Current media coverage surrounding surrogacy has been tainted leaving many wondering why the topic of surrogacy is so one-sided.
The New York Times kicked off those chains, offering five, well-rounded articles on surrogacy.
Nidhi Desai wrote, Legalize Surrogacy So It Can Be Regulated. Also an attorney who specializes in adoption and reproduction issues, she focused on extinguishing surrogacy hostility.
She writes, “The current debate surrounding gestational surrogacy has lost sight of the incredible potential for these arrangements and has instead turned the issue into a political sword to fight any number of tangential issues. The question we should be asking as a society and within each state is how do we legislate these arrangements in a manner that protects all parties involved?”
A pithy question weaved with a positive impact.
“To protect all parties involved and address all interests, surrogacy should be widely legalized so that each state develops a framework within which it defines how we balance the complex interests of the parties,” Desai writes.
She goes on to reference Illinois, where there is consent, medical and psychological screening, legal representation, and more.
“Illinois further protects the process by ensuring that regardless of what happens to the intended parent or parents during the pregnancy, the surrogate is treated fairly and consistent with the terms of the agreement, and that intended parents, the surrogate and the state have the security of knowing that the intended parents are legally responsible for any resulting child,” she reports.
I also wholeheartedly agree with Margaret Swain in her article, When a Surrogate Has a Genetic Role.
Also an attorney in our field, she discusses the vast difference between gestational and traditional surrogacy.
In gestational surrogacy, a woman is implanted with a created embryo which has no genetic link.
“In contrast, a traditional surrogate is inseminated with the sperm of either the intended father or a sperm donor, and agrees to place the child with the intended parent or parents following birth. In the majority of jurisdictions, because of this genetic connection, an adoption (or some other type of parental rights termination) must occur before the parental rights of the intended parent or parents are finalized,” Swain writes.
A traditional surrogate has “birth mother” rights without legal documentation stating otherwise.
“In Arkansas and Wisconsin traditional surrogacy contracts are enforceable under case or statutory law. In those places, the intended parents, the surrogate and the child are ensured of the outcome of the arrangement, and the permanence of the placement is not subject to challenge, provided the arrangement falls within the requirements of the law,” Swain mentions.

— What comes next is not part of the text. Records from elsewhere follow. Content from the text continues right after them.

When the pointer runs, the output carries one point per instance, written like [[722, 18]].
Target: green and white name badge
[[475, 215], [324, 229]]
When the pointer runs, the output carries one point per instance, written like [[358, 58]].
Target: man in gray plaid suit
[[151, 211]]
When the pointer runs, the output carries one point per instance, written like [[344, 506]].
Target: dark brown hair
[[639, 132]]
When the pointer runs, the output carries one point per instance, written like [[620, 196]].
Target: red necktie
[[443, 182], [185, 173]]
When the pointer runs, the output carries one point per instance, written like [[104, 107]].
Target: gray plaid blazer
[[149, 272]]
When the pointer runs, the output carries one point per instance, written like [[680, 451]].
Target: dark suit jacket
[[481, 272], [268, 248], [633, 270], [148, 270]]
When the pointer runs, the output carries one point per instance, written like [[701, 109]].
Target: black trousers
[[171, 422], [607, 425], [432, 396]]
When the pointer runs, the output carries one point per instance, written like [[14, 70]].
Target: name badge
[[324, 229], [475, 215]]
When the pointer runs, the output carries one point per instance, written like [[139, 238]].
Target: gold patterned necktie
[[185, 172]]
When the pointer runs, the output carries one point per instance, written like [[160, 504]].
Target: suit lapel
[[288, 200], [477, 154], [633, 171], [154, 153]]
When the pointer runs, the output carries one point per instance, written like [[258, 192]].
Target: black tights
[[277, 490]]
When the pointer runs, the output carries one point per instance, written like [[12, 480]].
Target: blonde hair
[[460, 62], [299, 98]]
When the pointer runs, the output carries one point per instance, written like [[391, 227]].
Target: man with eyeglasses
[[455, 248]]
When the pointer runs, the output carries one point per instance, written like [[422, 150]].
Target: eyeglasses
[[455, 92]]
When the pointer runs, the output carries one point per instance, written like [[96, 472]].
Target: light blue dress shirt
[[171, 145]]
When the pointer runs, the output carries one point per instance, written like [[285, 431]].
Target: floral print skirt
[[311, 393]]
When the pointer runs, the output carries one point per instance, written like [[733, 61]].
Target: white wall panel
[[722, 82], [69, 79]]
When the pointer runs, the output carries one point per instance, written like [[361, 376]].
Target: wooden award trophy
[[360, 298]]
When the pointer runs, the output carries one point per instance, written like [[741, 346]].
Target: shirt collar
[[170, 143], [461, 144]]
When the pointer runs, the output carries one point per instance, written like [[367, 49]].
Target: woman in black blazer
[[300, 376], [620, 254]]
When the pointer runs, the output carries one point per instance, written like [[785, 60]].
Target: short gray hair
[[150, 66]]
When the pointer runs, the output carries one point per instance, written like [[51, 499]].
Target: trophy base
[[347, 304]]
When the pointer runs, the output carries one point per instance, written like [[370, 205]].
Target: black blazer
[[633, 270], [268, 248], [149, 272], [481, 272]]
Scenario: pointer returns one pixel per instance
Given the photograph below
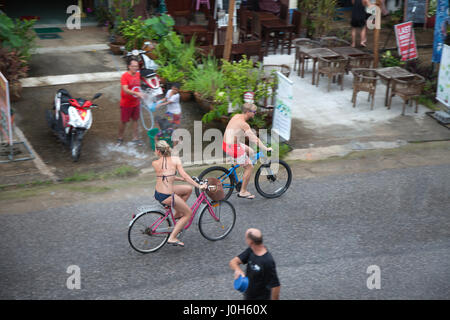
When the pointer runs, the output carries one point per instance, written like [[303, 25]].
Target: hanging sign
[[406, 40]]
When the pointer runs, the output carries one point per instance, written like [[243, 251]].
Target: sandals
[[249, 196]]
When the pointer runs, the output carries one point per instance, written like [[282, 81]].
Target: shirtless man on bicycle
[[235, 132]]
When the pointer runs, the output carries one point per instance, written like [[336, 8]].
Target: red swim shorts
[[127, 113], [235, 150]]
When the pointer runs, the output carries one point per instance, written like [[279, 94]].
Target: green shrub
[[17, 35], [388, 60], [206, 79]]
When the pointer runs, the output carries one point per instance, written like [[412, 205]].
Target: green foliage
[[206, 79], [12, 65], [135, 33], [319, 15], [104, 16], [171, 73], [159, 26], [175, 58], [17, 35], [240, 77], [388, 60]]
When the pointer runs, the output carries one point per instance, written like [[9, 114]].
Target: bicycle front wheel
[[143, 235], [273, 179], [217, 224]]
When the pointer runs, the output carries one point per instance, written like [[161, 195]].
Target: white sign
[[282, 110], [443, 85]]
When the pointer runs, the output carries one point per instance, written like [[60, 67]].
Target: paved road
[[324, 234]]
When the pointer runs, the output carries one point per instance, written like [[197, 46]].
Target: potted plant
[[238, 78], [13, 67], [17, 35], [389, 60], [205, 80], [178, 56]]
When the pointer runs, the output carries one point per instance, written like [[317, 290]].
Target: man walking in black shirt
[[261, 270]]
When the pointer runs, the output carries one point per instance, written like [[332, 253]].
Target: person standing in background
[[263, 282], [358, 21], [130, 96]]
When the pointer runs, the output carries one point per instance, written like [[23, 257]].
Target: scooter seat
[[65, 96], [65, 107]]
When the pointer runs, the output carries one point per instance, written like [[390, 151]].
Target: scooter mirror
[[97, 95]]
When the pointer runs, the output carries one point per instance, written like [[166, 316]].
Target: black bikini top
[[164, 177]]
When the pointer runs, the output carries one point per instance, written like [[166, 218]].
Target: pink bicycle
[[151, 227]]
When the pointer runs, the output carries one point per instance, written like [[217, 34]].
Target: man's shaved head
[[254, 235]]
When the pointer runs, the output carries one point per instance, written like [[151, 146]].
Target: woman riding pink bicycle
[[175, 196]]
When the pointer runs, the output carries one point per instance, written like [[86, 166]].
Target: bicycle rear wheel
[[223, 175], [218, 227], [273, 179], [142, 236]]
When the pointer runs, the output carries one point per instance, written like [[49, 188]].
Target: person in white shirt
[[172, 101]]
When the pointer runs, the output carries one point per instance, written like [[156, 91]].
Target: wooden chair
[[296, 21], [257, 32], [254, 48], [364, 80], [331, 42], [249, 49], [333, 67], [300, 45], [407, 89], [358, 62]]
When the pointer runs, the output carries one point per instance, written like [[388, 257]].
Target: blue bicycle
[[272, 178]]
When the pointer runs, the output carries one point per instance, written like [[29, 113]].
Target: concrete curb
[[312, 154], [321, 153], [40, 165]]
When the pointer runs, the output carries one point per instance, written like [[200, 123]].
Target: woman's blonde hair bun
[[163, 147]]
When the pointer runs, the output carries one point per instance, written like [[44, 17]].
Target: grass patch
[[122, 172], [89, 189], [79, 177]]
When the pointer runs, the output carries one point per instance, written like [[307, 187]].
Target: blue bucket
[[241, 284]]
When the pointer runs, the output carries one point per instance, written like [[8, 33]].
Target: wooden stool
[[199, 2]]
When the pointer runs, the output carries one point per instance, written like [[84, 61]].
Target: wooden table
[[276, 26], [390, 73], [348, 52], [199, 30], [314, 54], [263, 16]]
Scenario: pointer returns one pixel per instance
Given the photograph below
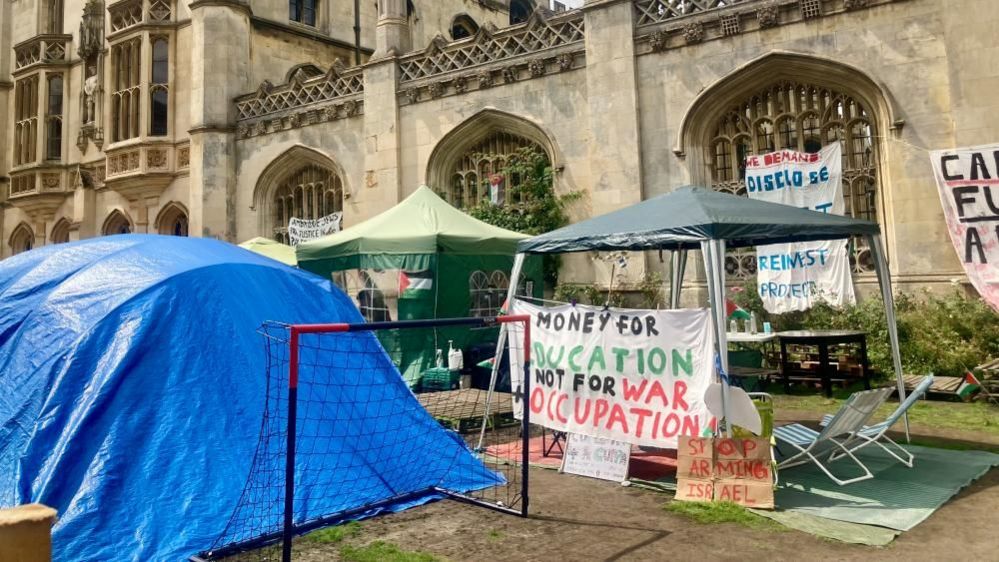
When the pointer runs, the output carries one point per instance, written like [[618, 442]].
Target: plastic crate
[[440, 378]]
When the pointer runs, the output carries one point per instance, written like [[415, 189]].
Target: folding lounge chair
[[877, 433], [811, 444]]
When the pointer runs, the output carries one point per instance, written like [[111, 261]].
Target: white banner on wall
[[303, 230], [636, 376], [968, 182], [796, 276]]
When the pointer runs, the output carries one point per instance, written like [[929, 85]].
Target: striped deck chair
[[877, 434], [811, 444]]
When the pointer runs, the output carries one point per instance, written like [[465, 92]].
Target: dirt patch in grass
[[722, 512], [577, 518], [335, 535], [380, 551]]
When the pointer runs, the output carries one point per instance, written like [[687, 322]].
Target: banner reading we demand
[[636, 376], [796, 276]]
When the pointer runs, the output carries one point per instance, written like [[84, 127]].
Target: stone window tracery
[[487, 292], [173, 221], [463, 26], [801, 117], [302, 11], [22, 239], [53, 119], [25, 120], [60, 232], [470, 175], [53, 16], [159, 87], [520, 11], [125, 97], [310, 192], [117, 223]]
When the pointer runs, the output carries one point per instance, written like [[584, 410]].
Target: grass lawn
[[722, 512], [969, 416], [376, 551]]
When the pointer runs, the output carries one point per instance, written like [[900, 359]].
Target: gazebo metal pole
[[884, 279], [678, 263], [511, 292], [714, 266]]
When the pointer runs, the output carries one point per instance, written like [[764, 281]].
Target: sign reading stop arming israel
[[304, 230], [968, 182], [636, 376], [795, 276]]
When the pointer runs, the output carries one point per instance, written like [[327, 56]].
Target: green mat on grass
[[842, 531], [897, 497]]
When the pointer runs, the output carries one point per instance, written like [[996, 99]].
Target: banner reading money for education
[[798, 275], [636, 376], [968, 182], [304, 230]]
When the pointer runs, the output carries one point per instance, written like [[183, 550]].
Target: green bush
[[531, 206], [941, 334], [585, 293]]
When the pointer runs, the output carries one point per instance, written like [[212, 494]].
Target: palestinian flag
[[733, 310], [415, 284], [970, 385]]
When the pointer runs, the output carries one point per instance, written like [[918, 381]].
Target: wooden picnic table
[[823, 340]]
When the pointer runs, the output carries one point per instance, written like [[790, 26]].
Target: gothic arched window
[[310, 192], [487, 292], [22, 239], [520, 10], [172, 221], [117, 223], [463, 26], [471, 174], [60, 232], [801, 117]]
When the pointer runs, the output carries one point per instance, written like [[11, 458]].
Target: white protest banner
[[968, 182], [796, 276], [636, 376], [596, 457], [303, 230]]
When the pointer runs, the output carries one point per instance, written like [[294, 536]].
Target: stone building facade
[[628, 98]]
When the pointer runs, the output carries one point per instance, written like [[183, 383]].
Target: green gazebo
[[423, 258]]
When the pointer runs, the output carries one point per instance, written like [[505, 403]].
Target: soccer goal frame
[[288, 527]]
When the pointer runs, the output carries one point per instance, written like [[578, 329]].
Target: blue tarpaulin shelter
[[133, 384]]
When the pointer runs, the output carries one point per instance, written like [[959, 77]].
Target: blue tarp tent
[[132, 389]]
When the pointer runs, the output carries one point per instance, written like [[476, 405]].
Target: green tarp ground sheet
[[872, 512], [897, 499]]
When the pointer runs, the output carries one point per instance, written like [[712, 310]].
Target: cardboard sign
[[596, 457], [795, 276], [636, 376], [737, 470], [968, 183], [304, 230]]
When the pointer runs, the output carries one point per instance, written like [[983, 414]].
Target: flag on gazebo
[[970, 385], [735, 311], [414, 284]]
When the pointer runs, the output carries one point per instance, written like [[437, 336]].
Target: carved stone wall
[[624, 95]]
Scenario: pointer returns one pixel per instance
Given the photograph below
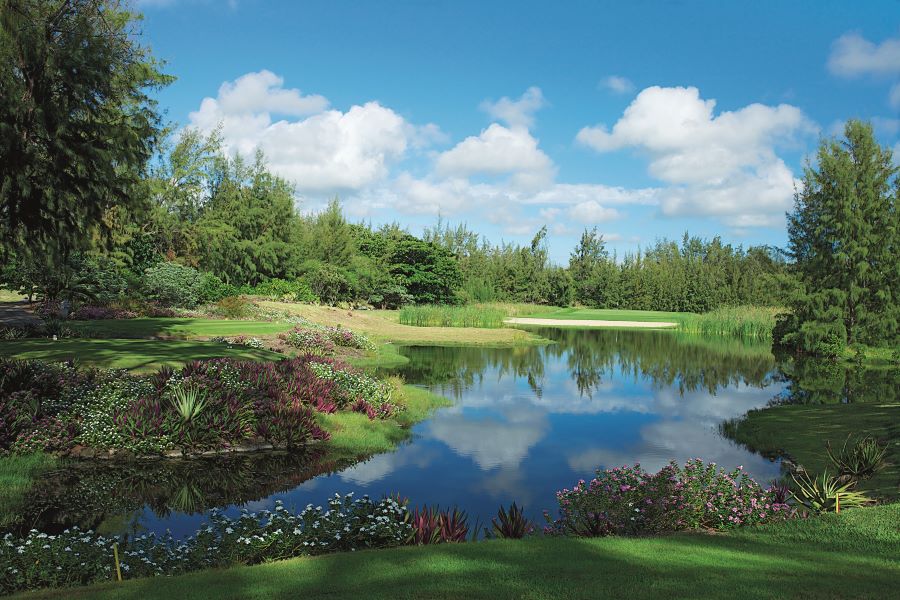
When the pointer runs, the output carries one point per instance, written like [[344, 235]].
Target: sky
[[644, 119]]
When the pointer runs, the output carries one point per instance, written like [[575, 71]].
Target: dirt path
[[590, 323]]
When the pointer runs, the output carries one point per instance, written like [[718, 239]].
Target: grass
[[16, 474], [384, 326], [175, 327], [606, 314], [134, 355], [754, 322], [850, 555], [354, 435], [801, 431], [490, 316]]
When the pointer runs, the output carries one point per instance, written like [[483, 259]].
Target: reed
[[487, 316], [749, 322]]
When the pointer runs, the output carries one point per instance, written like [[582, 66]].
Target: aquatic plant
[[827, 493], [512, 524]]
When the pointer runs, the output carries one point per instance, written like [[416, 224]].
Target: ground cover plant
[[205, 405]]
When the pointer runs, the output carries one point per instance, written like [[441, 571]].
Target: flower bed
[[629, 500], [207, 405]]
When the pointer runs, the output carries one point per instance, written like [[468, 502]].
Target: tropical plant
[[512, 524], [826, 493], [861, 460]]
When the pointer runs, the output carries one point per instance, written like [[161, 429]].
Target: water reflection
[[525, 422]]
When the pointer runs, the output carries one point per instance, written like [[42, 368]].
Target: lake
[[525, 422]]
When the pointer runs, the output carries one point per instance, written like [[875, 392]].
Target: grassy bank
[[749, 322], [384, 326], [132, 354], [490, 316], [16, 475], [801, 431], [355, 435], [851, 555]]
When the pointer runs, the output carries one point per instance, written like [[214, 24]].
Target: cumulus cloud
[[617, 84], [516, 113], [498, 150], [721, 165], [327, 151], [853, 55]]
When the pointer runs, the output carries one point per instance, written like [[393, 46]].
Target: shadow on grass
[[131, 354], [822, 558]]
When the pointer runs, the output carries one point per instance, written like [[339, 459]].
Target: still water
[[524, 423]]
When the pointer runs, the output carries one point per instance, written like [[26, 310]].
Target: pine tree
[[844, 239]]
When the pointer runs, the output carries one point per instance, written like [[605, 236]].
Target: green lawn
[[603, 314], [17, 472], [176, 327], [852, 555], [800, 431], [134, 355]]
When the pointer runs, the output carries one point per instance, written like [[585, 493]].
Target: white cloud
[[894, 96], [328, 151], [591, 211], [719, 165], [853, 55], [499, 150], [516, 113], [617, 84]]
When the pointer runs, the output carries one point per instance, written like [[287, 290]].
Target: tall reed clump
[[489, 316], [749, 322]]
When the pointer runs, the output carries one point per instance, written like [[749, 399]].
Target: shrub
[[212, 289], [76, 557], [512, 524], [826, 493], [172, 284], [233, 307], [629, 500], [861, 460]]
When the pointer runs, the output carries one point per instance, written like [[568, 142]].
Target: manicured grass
[[855, 554], [603, 314], [16, 475], [134, 355], [176, 327], [801, 431], [384, 326]]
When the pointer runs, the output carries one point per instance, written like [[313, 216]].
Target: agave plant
[[189, 402], [512, 524], [826, 493], [862, 459]]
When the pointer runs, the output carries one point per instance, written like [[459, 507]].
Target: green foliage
[[472, 315], [845, 239], [172, 284], [429, 273], [78, 122], [861, 460], [826, 493]]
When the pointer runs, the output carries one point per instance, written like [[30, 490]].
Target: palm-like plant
[[826, 493], [861, 460]]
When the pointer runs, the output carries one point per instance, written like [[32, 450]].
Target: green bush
[[172, 284], [212, 289]]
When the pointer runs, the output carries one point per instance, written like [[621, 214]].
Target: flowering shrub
[[629, 500], [353, 387], [82, 557], [309, 341], [88, 313]]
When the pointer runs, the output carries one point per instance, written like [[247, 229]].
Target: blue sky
[[645, 119]]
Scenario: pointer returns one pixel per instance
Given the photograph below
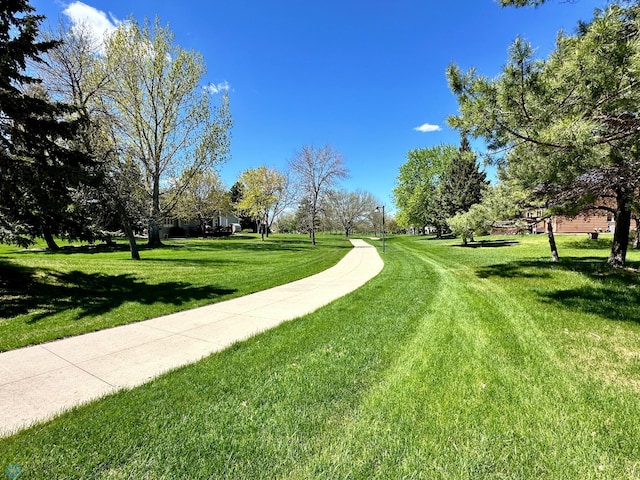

If traditional surrogacy is decided, Swain recommends documentation be “carefully drafted, comprehensive legislation as to how those arrangements should be conducted,” to ensure protection.
And I fully agree.
Another great article in this series was by Andrea Braverman, Professionals Must Deal With a Surrogate’s Emotional Needs. Her credentials include clinical associate professor of obstetrics and gynecology, and of psychiatry and human behavior.
Braverman has been involved in the field of surrogacy for 25 years.
She begins her article opening with, “Women are able to make better choices about participating in gestational surrogacy when they are fully informed about the medical, emotional and legal challenges of the process. Psychological counseling and screening for the gestational surrogate and intended parents are a critical part of how surrogacy has been made safe, ethical and protective for everyone involved.”
She goes on to write, “Education and evaluation through counseling reduces risks by screening for psychopathology or unrealistic expectations. Research shows that psychological counseling helps surrogates and intended parents collaborate to create a positive experience.”
I also agreed when she pointed out how ongoing counseling for the surrogate is essential. Having an experienced counselor on hand can assist a surrogate during challenging parts of the journey.
One author I disagreed with was Arthur Caplan in, Paid Surrogacy Is Exploitative.
He writes, “I have no issue with altruistic surrogacy. It is paid surrogacy that gives me ethical heartburn, especially paid surrogacy that involves travel to other nations to find poor women to bear babies.”
Why shouldn’t a surrogate get paid for what she is doing? It takes dedication, work, and commitment. And intended parents are so indebted to her.
In my practice, surrogacy is not a woman’s main source of income and it never should be.
The other article, written by Lisa Ikemoto, a law professor was entitled, The Role of International Law for Surrogacy Must Be Expanded.
Ikemoto writes, “In the global market, legal uncertainty makes surrogacy fraught for intended parents and for birth mothers.”
She highlights the challenges regarding legal citizenship and legal parents. According to Ikemoto, international law could change this.
“At the least, surrogacy should only move forward when children born of surrogacy will have legal parents and citizenship assured, when surrogates’ health, well-being and daily lives are prioritized, and when intended parents are protected against discrimination based on marital status, sexual orientation, or other status.”
I agree. But in the meantime, having an attorney who specializes in national and international reproduction issues is the next best thing.